Zvimba district, Zimbabwe – They came in their thousands. Wrapped in blankets, and tightly covered in woolen scarves, Zimbabweans braved an icy winter’s morning on Wednesday to vote in an election touted as among the most important, and closest in the country’s history.
Voting across the country took place without any major incident, polling stations opened on time in most places and as the vote neared completion, electoral officials, observers and even the main opposition party, the MDC-T, expressed relative satisfaction with the proceedings.
Voter turnout in the urban areas, traditional strongholds of the opposition, was high, fueling speculation that these elections would work in Morgan Tsvangirai’s favour.
But the morning after, old questions over the vote’s credibility began to resurface.
Morgan Tsvangirai, leader of the MDC-T party called the elections “a huge farce” and described the process as “null and void”.
The vote might have been peaceful, say local observers but the irregularities run far and deep.

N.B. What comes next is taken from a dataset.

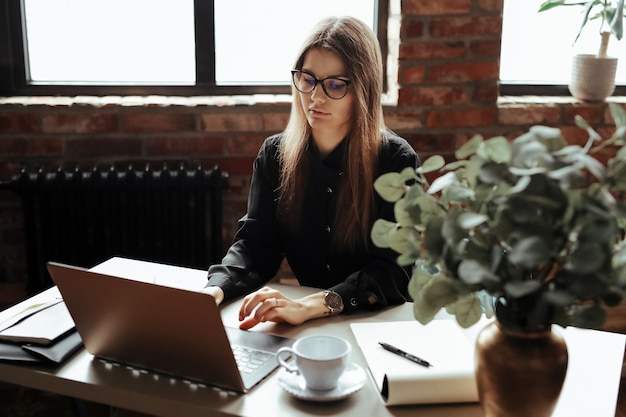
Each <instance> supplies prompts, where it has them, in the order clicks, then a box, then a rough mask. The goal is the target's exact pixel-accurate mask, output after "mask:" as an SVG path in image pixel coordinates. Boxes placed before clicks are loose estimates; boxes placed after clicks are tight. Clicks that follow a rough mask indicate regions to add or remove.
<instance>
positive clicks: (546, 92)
mask: <svg viewBox="0 0 626 417" xmlns="http://www.w3.org/2000/svg"><path fill="white" fill-rule="evenodd" d="M543 1H544V0H524V1H505V2H504V11H503V24H502V26H503V29H502V48H501V51H502V52H501V56H500V84H501V87H500V89H501V94H503V95H506V94H537V95H549V94H555V95H569V91H568V89H567V84H568V82H569V76H570V65H571V58H572V56H573V55H574V54H577V53H593V54H595V53H596V52H597V50H598V48H599V46H600V35H599V33H598V32H599V27H598V26H599V22H598V21H591V22H589V23H588V24H587V26H585V29H584V30H583V32H582V34H581V37H580V39H578V41H577V42H576V44H574V45H573V41H574V39H575V37H576V34H577V33H578V30H579V28H580V22H581V20H582V11H583V7H559V8H557V9H554V10H549V11H546V12H542V13H538V12H537V10H539V6H540V5H541V3H543ZM594 25H595V26H594ZM608 53H609V55H611V56H614V57H619V58H620V59H619V61H618V67H617V75H616V84H617V85H618V87H617V88H616V93H615V94H618V95H626V39H622V40H621V41H618V40H617V39H616V38H615V37H613V36H612V37H611V40H610V42H609V51H608Z"/></svg>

Over 70 percent of Zimbabweans live in the rural areas and with attention almost entirely focussed on electoral fraud and the urban vote, it is on the city outskirts and in the rural villages where the real battle for the country’s soul, was always likely to take place.
Al Jazeera travelled to President Robert Mugabe’s home district, Zvimba in Mashonaland West, to capture the mood mostly outside the lens of foreign media.